Lecciones de manejo para conductores nerviosos
Antes de aquel viaje a México había tomado la decisión de aprender a manejar. Ya iba yo con retraso respecto a mis compañeros (a diferencia de muchos, jamás me interesó la mecánica y Víctor me había intentado enseñar dos veces, que terminaron en fracaso: la primera, apreté el acelerador en vez del freno y cruzamos Thiers a ciegas; la segunda, un poli nos cachó y nos sacó cincuenta pesas). Hasta Raúl Trejo –flamante papá- ya sabía manejar. Él me comentó que había aprendido en
El curso constaba de una semana. Llegaba el instructor en la mañana, con un vocho de dos volantes (si el alumno se apendejaba, el maestro usaba el otro) y el curso duraba 5 horas: una al día, de lunes a viernes. El lunes, apenas aprendí a sacar el clutch y avanzar, el instructor me mandó al tráfico de Mariano Escobedo y Marina Nacional. El método para conductores nerviosos consistía en meterlos luego luego en el caos citadino. El martes dimos otro rol hacia Azcapotzalco; el miércoles fue tomar el Periférico a CU y de regreso (ya para entonces yo manejaba tranquilo); el jueves, lección intensiva de glorietas y el viernes, lo más difícil, que es estacionarse, sobre todo en espacios reducidos. Pasé el curso pero, fiel a mi costumbre de posponer todo trámite, me tardé cinco años en sacar la licencia de conducir.

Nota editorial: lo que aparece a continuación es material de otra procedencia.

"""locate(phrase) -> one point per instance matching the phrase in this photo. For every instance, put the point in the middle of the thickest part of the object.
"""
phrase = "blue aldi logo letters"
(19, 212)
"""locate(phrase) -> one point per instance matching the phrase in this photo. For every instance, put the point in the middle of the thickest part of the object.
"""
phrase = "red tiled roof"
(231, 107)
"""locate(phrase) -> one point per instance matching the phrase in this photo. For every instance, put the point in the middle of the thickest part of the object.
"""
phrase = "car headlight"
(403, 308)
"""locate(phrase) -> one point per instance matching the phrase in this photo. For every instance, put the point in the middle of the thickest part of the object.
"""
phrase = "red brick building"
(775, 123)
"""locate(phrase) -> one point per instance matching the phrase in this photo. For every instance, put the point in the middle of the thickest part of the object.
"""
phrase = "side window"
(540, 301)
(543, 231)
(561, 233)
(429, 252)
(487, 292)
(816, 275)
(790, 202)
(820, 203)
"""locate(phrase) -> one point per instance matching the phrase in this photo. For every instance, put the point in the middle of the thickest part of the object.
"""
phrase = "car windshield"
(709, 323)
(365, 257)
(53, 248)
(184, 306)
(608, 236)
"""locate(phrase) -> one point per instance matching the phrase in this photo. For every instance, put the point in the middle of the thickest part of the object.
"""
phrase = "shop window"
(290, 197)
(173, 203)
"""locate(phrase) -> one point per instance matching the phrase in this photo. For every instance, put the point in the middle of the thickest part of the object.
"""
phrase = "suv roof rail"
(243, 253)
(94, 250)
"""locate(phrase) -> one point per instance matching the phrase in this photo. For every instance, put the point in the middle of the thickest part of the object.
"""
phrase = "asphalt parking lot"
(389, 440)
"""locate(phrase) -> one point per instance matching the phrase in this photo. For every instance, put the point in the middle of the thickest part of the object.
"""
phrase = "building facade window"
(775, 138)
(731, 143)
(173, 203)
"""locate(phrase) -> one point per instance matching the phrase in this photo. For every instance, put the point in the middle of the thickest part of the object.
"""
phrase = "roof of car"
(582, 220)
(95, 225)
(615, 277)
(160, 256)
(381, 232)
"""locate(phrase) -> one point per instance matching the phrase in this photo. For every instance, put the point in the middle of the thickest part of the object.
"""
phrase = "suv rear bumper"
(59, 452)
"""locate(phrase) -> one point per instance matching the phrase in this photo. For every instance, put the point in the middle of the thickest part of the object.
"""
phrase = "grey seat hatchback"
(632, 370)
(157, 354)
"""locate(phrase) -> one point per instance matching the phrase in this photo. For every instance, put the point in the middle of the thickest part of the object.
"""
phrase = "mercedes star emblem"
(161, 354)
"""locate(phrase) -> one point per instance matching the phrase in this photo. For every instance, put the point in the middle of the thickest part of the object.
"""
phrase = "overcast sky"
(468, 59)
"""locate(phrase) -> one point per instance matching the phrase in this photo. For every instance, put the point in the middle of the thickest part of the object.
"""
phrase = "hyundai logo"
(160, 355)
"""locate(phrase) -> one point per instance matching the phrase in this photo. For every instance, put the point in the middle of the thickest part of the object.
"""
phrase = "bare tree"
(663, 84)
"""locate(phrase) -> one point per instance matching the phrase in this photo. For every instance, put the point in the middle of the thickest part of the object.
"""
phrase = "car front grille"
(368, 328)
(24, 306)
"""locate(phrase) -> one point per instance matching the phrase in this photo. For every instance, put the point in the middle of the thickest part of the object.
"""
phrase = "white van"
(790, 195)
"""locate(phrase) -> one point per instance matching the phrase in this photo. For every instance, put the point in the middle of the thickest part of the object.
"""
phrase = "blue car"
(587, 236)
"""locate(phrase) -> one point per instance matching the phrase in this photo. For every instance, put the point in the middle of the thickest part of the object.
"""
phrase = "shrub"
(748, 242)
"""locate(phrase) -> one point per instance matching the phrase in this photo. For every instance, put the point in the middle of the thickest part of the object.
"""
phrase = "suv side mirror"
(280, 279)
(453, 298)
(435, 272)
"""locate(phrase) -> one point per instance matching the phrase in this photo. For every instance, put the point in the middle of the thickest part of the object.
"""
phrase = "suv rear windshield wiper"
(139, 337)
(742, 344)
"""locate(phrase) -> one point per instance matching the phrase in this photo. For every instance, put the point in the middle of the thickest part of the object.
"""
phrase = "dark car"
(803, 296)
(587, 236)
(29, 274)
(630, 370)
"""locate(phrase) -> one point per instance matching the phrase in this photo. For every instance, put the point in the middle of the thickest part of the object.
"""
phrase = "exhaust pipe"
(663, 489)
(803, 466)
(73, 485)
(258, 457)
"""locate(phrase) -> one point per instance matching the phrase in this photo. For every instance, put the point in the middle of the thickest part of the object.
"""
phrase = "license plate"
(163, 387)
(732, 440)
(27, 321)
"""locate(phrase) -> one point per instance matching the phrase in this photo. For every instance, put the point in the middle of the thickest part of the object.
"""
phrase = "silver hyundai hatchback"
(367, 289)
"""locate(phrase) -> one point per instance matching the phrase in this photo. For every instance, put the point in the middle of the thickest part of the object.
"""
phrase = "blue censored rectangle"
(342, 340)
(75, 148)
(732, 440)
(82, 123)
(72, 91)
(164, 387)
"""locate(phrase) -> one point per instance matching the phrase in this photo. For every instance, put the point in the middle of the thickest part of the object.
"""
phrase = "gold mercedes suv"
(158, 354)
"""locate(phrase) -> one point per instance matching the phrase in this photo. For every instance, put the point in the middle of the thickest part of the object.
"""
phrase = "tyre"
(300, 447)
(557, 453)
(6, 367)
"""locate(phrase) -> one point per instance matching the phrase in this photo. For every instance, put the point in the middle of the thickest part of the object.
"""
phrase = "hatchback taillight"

Expectativas presidenciales
Poco después fue la toma de posesión del nuevo Presidente, José López Portillo. Recuerdo particularmente dos comentarios al respecto de parte de mis amigos. Luis Foncerrada se mostraba optimista: “Con Echeverría la economía creció, pero muy a lo loco; López Portillo va a poner orden”. Raúl Trejo era un poco más mesurado: “Lo que comentaba con los cuates es que al menos vamos a tener seis años en los que se podrá hacer política sin que te metan a la cárcel”. Ambos estaban equivocados.
Un rol a Acapulco (y algo más)
La de Foncerrada no habría de ser la única boda a la que asistiera en aquellas vacaciones. También se casaron Julián Tonda (con Lourdes Sánchez) y Hermann Bellinghausen (con Blanca Rico, quien luego desarrollaría una buena amistad conmigo).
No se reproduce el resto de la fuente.